USA, Corea del Sud e Polonia sono le principali destinazioni delle esportazioni cinesi di grafite
(Rinnovabili.it) – La Cina è pronta a dare un freno esportazioni di grafite lavorata, componente essenziale delle moderne batterie ricaricabili. Secondo quanto annunciato oggi dal Governo a partire dall’ 1 dicembre Quest’anno le aziende cinesi avranno bisogno di permessi speciali per portare il minerale fuori dai confini del proprio paese. Una scelta giustificata da Pechino con la volontà di “proteggere la sicurezza nazionale” ma che non può non preoccupare l’economia mondiale.
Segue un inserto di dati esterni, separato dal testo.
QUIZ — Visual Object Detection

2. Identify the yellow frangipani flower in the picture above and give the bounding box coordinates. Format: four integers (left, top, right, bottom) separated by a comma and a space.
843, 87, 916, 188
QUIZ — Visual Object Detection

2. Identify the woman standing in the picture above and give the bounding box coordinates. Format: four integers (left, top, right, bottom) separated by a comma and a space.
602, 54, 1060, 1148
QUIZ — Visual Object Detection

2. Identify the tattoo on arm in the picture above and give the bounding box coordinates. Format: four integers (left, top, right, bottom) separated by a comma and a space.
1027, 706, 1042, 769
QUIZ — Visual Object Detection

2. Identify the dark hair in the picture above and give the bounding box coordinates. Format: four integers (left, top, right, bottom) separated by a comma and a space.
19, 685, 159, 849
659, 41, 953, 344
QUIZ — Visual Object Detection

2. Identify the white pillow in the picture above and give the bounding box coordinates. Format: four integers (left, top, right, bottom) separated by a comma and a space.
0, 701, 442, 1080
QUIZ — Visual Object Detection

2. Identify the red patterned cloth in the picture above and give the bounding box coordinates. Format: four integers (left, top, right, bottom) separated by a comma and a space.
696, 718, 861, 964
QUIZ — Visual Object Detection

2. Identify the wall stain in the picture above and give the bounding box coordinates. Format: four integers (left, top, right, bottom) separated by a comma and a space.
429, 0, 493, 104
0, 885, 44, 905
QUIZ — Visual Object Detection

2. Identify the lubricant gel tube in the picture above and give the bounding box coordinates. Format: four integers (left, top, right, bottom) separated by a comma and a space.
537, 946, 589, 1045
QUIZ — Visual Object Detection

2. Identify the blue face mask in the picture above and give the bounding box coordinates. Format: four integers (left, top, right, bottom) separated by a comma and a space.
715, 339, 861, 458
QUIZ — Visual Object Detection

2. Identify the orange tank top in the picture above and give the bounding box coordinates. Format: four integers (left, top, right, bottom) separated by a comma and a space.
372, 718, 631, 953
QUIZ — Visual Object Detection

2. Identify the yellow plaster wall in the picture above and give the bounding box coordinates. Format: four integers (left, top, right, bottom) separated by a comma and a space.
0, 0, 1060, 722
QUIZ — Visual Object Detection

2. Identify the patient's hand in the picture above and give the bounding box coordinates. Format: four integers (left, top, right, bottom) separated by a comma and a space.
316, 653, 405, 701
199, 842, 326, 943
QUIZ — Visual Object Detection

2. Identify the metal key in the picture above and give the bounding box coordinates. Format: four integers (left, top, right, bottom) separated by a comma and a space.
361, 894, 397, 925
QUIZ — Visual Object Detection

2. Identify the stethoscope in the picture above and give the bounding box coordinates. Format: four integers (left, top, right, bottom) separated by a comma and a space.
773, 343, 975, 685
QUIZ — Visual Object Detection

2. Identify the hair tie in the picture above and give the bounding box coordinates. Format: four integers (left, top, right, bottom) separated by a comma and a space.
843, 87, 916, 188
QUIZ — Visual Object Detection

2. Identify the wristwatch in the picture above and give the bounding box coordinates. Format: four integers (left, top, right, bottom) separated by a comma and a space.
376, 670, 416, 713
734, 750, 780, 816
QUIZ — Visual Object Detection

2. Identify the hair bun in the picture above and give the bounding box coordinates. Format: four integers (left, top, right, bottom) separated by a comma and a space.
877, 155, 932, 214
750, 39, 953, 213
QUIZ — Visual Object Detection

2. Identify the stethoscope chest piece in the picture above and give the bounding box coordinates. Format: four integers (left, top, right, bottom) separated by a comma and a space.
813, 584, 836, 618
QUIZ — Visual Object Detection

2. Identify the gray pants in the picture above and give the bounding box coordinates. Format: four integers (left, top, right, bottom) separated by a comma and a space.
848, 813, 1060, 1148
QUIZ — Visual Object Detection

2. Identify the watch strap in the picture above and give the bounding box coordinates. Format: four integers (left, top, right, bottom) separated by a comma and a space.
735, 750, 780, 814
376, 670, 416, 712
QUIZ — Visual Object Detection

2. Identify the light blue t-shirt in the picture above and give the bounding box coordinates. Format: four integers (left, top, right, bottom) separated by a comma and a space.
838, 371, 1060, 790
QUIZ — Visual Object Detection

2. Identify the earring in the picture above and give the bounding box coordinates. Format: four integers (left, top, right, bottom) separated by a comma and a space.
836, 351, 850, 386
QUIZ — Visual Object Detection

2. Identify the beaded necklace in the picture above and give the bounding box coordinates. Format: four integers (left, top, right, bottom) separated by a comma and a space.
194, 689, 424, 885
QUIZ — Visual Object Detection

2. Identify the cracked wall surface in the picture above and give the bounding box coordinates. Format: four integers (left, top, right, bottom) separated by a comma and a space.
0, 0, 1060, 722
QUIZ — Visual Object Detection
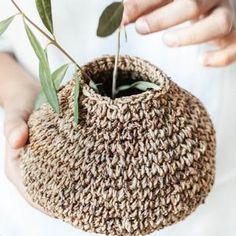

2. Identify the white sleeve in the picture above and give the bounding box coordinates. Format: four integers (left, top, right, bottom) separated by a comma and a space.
0, 37, 14, 54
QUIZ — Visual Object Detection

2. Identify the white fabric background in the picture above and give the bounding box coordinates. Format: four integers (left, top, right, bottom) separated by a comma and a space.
0, 0, 236, 236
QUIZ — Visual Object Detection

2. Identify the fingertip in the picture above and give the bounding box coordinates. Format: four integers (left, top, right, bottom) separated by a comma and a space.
8, 122, 28, 149
163, 33, 179, 47
198, 54, 209, 66
135, 18, 150, 34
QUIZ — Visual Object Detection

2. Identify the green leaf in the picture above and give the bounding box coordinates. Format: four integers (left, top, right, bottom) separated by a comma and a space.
34, 64, 70, 110
24, 22, 60, 113
39, 63, 60, 114
52, 64, 70, 90
24, 22, 50, 70
36, 0, 53, 34
74, 73, 80, 124
117, 81, 160, 93
34, 91, 47, 110
0, 15, 16, 36
97, 2, 124, 37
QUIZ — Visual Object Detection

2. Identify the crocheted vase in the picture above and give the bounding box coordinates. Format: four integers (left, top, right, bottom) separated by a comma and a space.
21, 56, 216, 235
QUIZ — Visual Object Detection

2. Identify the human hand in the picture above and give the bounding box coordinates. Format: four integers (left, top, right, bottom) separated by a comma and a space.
0, 55, 42, 211
123, 0, 236, 67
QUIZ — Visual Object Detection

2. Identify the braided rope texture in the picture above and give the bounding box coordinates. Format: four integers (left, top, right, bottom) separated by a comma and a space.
21, 56, 216, 235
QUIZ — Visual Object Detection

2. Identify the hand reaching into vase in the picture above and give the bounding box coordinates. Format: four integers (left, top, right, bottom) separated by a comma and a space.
123, 0, 236, 67
0, 53, 45, 213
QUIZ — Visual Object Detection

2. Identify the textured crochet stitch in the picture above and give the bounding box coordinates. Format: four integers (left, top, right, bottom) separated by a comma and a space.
21, 56, 216, 235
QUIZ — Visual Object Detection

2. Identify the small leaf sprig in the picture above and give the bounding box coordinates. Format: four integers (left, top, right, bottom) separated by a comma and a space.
0, 0, 96, 124
97, 1, 159, 99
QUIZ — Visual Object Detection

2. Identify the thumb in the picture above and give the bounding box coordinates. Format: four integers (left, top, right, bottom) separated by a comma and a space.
5, 111, 28, 149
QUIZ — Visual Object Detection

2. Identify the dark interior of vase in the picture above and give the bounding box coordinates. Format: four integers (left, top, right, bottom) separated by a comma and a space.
86, 70, 149, 98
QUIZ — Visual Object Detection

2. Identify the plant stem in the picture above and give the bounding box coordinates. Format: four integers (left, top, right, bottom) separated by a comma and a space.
11, 0, 85, 73
112, 27, 121, 99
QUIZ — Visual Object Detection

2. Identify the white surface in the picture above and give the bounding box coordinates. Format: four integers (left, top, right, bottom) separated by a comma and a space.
0, 0, 236, 236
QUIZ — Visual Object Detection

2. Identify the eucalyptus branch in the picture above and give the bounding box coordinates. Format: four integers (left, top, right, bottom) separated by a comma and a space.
112, 27, 121, 99
11, 0, 85, 74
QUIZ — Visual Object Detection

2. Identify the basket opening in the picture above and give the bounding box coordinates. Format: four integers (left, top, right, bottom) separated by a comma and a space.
85, 70, 152, 98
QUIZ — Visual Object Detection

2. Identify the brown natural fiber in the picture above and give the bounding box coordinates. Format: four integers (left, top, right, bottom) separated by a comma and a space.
21, 56, 216, 235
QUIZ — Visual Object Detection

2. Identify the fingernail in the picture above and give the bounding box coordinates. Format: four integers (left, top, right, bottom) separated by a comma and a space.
121, 13, 129, 26
136, 18, 150, 34
163, 33, 179, 47
198, 55, 210, 66
8, 127, 21, 147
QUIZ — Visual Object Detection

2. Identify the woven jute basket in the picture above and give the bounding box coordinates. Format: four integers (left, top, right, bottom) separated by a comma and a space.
21, 56, 216, 235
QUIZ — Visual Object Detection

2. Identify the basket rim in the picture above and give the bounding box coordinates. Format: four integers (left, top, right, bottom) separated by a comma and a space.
77, 55, 171, 104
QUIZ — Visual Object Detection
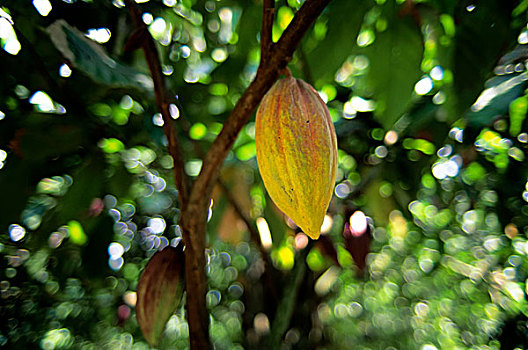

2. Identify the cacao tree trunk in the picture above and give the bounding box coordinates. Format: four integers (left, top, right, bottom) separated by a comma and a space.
181, 205, 211, 349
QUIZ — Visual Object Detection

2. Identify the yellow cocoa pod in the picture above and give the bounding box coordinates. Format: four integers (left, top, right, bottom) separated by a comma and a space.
255, 77, 337, 239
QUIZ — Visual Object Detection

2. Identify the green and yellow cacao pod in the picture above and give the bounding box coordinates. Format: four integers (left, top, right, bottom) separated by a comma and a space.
136, 244, 185, 346
255, 77, 337, 239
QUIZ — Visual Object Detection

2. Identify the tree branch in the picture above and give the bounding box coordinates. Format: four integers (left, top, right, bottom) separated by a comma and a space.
260, 0, 275, 64
189, 0, 330, 212
125, 0, 189, 208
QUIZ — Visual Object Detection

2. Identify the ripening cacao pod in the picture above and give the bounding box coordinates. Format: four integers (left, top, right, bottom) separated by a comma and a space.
255, 76, 337, 239
136, 244, 185, 346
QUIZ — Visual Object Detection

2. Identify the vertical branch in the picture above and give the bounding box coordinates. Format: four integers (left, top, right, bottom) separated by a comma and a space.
125, 0, 189, 207
260, 0, 275, 65
125, 0, 330, 349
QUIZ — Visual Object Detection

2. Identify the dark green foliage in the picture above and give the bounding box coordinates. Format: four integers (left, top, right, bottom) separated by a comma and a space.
0, 0, 528, 350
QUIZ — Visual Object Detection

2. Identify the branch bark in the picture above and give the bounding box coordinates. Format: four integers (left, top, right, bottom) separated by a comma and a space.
260, 0, 275, 64
125, 0, 330, 350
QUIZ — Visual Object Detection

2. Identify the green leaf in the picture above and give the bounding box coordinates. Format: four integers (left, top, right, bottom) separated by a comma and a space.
466, 72, 528, 128
510, 95, 528, 137
47, 19, 153, 91
453, 0, 515, 113
356, 2, 423, 128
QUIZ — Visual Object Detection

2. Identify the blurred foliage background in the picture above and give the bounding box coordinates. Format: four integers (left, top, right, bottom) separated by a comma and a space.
0, 0, 528, 350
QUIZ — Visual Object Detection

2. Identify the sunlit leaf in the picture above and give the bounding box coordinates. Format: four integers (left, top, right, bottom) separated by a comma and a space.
47, 19, 153, 90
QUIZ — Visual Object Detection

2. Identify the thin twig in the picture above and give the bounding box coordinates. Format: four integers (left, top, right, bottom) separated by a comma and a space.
125, 0, 189, 208
260, 0, 275, 64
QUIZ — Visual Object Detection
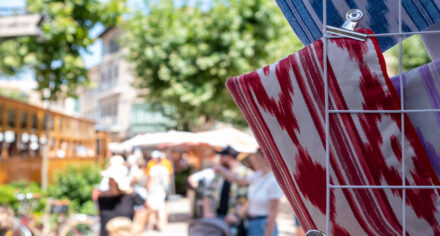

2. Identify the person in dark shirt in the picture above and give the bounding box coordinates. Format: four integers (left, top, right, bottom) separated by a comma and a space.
98, 158, 145, 236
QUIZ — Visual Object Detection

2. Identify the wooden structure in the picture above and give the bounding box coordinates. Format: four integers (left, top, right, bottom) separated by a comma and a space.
0, 96, 108, 184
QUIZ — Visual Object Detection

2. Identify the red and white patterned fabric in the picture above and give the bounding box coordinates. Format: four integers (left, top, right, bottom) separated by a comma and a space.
226, 30, 440, 236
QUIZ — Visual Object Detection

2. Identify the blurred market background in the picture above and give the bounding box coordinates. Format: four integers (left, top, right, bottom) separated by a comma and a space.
0, 0, 430, 235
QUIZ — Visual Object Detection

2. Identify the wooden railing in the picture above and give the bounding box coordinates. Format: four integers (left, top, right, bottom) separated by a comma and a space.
0, 157, 99, 184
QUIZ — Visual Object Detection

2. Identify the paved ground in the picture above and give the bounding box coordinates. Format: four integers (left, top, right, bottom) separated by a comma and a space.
144, 195, 295, 236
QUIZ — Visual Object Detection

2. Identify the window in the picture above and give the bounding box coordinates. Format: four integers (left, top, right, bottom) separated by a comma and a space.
8, 109, 16, 128
110, 38, 119, 53
20, 111, 28, 129
31, 113, 38, 132
0, 104, 3, 126
113, 61, 119, 83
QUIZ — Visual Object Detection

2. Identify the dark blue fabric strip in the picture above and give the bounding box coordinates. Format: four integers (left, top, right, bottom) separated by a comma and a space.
402, 0, 428, 30
277, 0, 316, 45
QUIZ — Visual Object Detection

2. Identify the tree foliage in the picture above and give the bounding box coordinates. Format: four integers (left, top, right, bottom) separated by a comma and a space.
123, 0, 302, 129
0, 0, 125, 99
388, 35, 431, 74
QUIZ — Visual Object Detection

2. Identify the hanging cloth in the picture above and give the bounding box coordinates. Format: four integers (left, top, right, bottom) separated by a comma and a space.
276, 0, 440, 51
391, 59, 440, 177
226, 30, 440, 236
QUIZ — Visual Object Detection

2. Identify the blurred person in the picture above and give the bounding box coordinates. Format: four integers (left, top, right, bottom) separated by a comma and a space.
98, 156, 145, 236
219, 149, 283, 236
147, 151, 170, 231
145, 150, 174, 176
127, 148, 147, 232
203, 146, 251, 225
0, 205, 15, 236
105, 217, 134, 236
187, 159, 215, 218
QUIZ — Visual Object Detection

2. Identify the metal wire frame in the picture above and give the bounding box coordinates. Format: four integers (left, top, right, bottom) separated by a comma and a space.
322, 0, 440, 236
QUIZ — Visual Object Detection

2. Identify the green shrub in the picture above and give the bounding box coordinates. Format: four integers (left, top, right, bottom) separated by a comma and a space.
0, 181, 45, 213
48, 165, 101, 214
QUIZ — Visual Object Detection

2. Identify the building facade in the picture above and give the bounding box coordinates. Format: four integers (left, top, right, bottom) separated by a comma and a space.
79, 27, 175, 141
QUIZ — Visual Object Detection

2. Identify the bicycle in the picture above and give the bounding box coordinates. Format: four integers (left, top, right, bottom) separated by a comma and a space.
12, 193, 99, 236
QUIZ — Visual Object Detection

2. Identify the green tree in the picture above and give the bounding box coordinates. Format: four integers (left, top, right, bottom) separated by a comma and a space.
0, 0, 125, 99
386, 35, 431, 74
123, 0, 302, 130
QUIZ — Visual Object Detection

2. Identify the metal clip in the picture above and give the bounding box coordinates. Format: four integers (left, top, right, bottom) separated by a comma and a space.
327, 9, 367, 41
306, 229, 325, 236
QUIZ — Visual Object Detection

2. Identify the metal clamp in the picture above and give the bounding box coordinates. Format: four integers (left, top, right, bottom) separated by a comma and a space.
306, 229, 326, 236
326, 9, 367, 41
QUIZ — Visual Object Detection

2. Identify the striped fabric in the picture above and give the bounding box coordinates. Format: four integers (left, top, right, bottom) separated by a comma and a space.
226, 30, 440, 236
391, 60, 440, 179
276, 0, 440, 51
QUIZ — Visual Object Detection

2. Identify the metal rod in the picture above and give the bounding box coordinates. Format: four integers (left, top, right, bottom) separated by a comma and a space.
327, 30, 440, 38
329, 109, 440, 114
330, 185, 440, 189
322, 0, 331, 235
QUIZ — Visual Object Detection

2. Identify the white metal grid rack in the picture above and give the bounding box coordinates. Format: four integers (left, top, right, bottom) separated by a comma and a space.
322, 0, 440, 236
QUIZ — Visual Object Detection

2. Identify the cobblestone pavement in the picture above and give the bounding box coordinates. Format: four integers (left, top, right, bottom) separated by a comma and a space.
143, 195, 295, 236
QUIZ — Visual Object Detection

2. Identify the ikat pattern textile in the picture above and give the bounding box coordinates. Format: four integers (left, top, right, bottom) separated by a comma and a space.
276, 0, 440, 51
226, 31, 440, 236
391, 60, 440, 176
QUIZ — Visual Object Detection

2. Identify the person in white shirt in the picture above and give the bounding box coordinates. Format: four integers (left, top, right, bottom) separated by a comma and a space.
216, 149, 283, 236
147, 151, 170, 231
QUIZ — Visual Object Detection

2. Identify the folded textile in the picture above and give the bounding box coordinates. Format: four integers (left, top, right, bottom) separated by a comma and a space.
226, 29, 440, 236
391, 59, 440, 177
276, 0, 440, 51
420, 23, 440, 60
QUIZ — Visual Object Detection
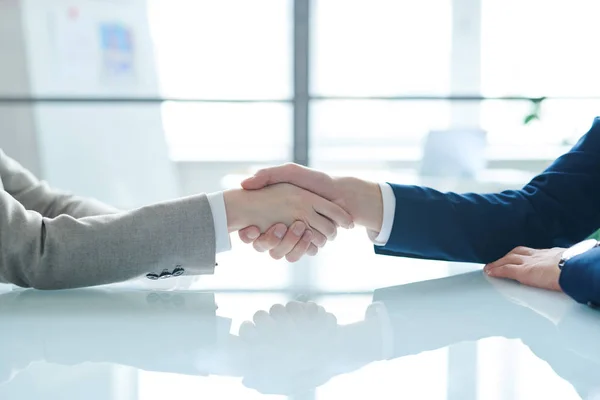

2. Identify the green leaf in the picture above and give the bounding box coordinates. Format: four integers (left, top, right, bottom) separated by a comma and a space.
523, 113, 540, 125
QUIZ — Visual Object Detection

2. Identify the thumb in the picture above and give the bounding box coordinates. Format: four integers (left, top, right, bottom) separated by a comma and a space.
238, 226, 260, 243
486, 264, 523, 281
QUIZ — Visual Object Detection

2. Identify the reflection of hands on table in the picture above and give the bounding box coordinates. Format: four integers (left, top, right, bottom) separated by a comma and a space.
240, 301, 339, 394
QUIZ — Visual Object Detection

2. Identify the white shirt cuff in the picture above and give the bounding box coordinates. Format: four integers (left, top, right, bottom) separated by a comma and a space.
367, 183, 396, 246
206, 192, 231, 253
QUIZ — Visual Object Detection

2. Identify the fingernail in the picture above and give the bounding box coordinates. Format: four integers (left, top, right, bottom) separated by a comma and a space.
292, 224, 305, 236
275, 226, 287, 239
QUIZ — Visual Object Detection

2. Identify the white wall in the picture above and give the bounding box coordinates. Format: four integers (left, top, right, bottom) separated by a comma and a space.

Sì, perché oggi il Paese porta il 49% di grafite naturaleuno di 34 materie prime critiche individuati dall’UE. E produce bene 70% di quello sintetico ottenuto da combustibili fossili, versione costosa e inquinante ma caratterizzata da una maggiore densità e conducibilità termica. Se consideriamo il prodotto raffinato (esistono diverse qualità del materiale a seconda della lavorazione e della densità), la quota di mercato cinese sale ulteriormente, raggiungendo quasi il 90%.
Secondo quanto comunicato dal Ministero del Commercio e dall’Amministrazione Generale delle Dogane, le restrizioni sulle esportazioni di grafite riguarderanno solo tre qualità del materiale. Nonostante ciò, è facile immaginare le tensioni che ne seguiranno. Soprattutto se consideriamo che gli Stati Uniti sono tra i principali acquirenti, insieme a Corea del Sud, Polonia, Giappone, e che la mossa del governo arriva con un tempismo perfetto dopo l’annuncio della Casa Bianca di voler rafforzare i controlli sull’esportazione di chip di IA verso Cina.
Questo tiro alla fune commerciale non è una novità. Né è la prima volta che la Repubblica popolare sfrutta la sua posizione dominante sulle catene di approvvigionamento per alzare la voce. Restrizioni simili a quelle imposte alla grafite hanno interessato diversi materiali negli ultimi anni. L’ultima mossa? Quella del 1° agosto 2023 sull’export di gallio e germanio, due materiali essenziali per la produzione di trucioli.